His mentor reassured him that internships would teach what he needed to learn about journalism, and that he would be better served spending his college years learning about the world. Taking his advice, Sonn took honors in political science and comparative religion, and he found summer journalism internships, including one at NPR’s All Things Considered.

“I asked the woman at NPR why I was selected,” he remembers. “She told me she thought it was interesting that I studied religion. I host externs at WHYY and I always tell them that story, because these random things on your résumé either work in your favor or against you. I tell them to just make sure they’re qualified and knock on enough doors.
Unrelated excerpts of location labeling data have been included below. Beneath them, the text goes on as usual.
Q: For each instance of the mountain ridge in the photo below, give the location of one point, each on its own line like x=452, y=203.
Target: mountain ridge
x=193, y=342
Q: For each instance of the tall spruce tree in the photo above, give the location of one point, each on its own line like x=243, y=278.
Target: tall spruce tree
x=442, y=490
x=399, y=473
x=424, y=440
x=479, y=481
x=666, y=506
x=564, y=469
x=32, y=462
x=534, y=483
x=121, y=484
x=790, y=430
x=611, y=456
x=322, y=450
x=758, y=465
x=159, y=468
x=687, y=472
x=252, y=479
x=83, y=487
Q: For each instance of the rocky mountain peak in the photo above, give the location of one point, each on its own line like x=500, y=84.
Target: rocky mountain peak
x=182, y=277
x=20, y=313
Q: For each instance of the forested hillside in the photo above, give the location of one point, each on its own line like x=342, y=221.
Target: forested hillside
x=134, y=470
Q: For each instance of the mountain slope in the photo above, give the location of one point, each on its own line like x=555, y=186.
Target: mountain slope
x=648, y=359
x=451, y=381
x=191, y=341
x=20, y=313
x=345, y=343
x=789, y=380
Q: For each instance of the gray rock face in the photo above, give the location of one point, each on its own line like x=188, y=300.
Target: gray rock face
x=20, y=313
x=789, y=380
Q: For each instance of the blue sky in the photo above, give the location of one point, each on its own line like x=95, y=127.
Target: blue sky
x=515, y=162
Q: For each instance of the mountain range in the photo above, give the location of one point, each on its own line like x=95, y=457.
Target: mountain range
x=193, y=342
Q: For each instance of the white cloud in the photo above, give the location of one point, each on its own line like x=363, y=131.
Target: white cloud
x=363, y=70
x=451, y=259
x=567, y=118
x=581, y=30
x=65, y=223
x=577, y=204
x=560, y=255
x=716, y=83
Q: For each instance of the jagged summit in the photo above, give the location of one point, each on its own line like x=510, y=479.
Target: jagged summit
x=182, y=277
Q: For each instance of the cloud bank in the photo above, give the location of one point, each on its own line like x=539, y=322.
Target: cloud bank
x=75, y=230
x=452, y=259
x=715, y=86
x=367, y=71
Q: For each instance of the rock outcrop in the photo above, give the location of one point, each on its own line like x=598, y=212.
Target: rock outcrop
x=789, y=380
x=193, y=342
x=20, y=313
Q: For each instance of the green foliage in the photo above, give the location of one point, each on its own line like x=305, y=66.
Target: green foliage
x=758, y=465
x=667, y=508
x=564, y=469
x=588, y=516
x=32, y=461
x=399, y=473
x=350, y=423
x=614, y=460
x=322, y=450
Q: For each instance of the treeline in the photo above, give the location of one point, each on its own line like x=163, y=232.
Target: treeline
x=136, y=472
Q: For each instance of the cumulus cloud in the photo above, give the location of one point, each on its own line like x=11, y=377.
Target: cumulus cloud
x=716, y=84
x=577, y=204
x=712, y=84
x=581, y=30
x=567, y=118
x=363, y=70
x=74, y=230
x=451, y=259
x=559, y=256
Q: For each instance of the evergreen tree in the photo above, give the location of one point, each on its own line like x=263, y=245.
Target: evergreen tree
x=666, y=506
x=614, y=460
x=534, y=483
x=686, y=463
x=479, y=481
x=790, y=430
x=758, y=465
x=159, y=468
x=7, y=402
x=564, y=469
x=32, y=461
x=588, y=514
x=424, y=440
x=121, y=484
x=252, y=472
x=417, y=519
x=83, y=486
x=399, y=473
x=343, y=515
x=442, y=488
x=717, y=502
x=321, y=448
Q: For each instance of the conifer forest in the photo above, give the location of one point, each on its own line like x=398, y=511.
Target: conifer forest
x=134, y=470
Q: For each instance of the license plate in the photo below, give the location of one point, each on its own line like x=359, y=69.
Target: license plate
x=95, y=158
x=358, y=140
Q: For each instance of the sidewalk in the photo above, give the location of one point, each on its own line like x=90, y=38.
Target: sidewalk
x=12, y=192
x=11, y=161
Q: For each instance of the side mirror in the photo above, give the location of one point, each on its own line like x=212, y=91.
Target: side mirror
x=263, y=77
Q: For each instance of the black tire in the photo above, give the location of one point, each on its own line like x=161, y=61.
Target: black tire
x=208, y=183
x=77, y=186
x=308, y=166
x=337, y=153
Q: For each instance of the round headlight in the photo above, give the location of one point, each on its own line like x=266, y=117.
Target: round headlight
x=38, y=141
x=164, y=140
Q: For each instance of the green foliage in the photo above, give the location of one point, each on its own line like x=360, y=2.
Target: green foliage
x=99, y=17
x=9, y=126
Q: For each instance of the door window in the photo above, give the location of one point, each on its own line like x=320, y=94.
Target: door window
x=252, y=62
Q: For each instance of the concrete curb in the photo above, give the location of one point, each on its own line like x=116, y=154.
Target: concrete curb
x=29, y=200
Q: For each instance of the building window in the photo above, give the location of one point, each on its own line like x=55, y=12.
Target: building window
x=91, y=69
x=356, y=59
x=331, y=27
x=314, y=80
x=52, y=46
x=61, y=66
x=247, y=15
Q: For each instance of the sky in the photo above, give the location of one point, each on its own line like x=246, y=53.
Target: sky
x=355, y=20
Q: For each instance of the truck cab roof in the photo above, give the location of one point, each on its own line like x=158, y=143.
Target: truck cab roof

Eventually, they will get in.”

At Swarthmore, Sonn started a weekly show on WSRN called The News Fix.

“It seems quaint now,” he laughs, “but this was before the internet became big and a typical Swarthmore student didn’t have time to keep up with national and international news, so we summed it up every week on our 30-minute show.”

Sonn says Swarthmore’s seminar model was excellent preparation for his career in journalism, especially now as a news director.

“It’s all about teamwork and collegiality: learning how to work together, testing ideas, presenting them, getting feedback, and refining ideas. This is what happens in a journalism environment, too.”

After graduation, he went to work for public radio station WRVO in Oswego, N.Y., and then moved to WHYY in Philadelphia. He covered New Jersey politics and the statehouse in Trenton for WHYY, in partnership with WBGO-FM in Newark, N.J., and in 2010 became audio news director.

“One of the strengths of live radio is the serendipity of it,” says Sonn. “Maybe it’s not a story you would seek out, but it comes on the radio and you listen to it. You can stumble upon something new, something surprising, instead of ending up in a silo where you only hear from people who think like you or who are interested in what you’re interested in.”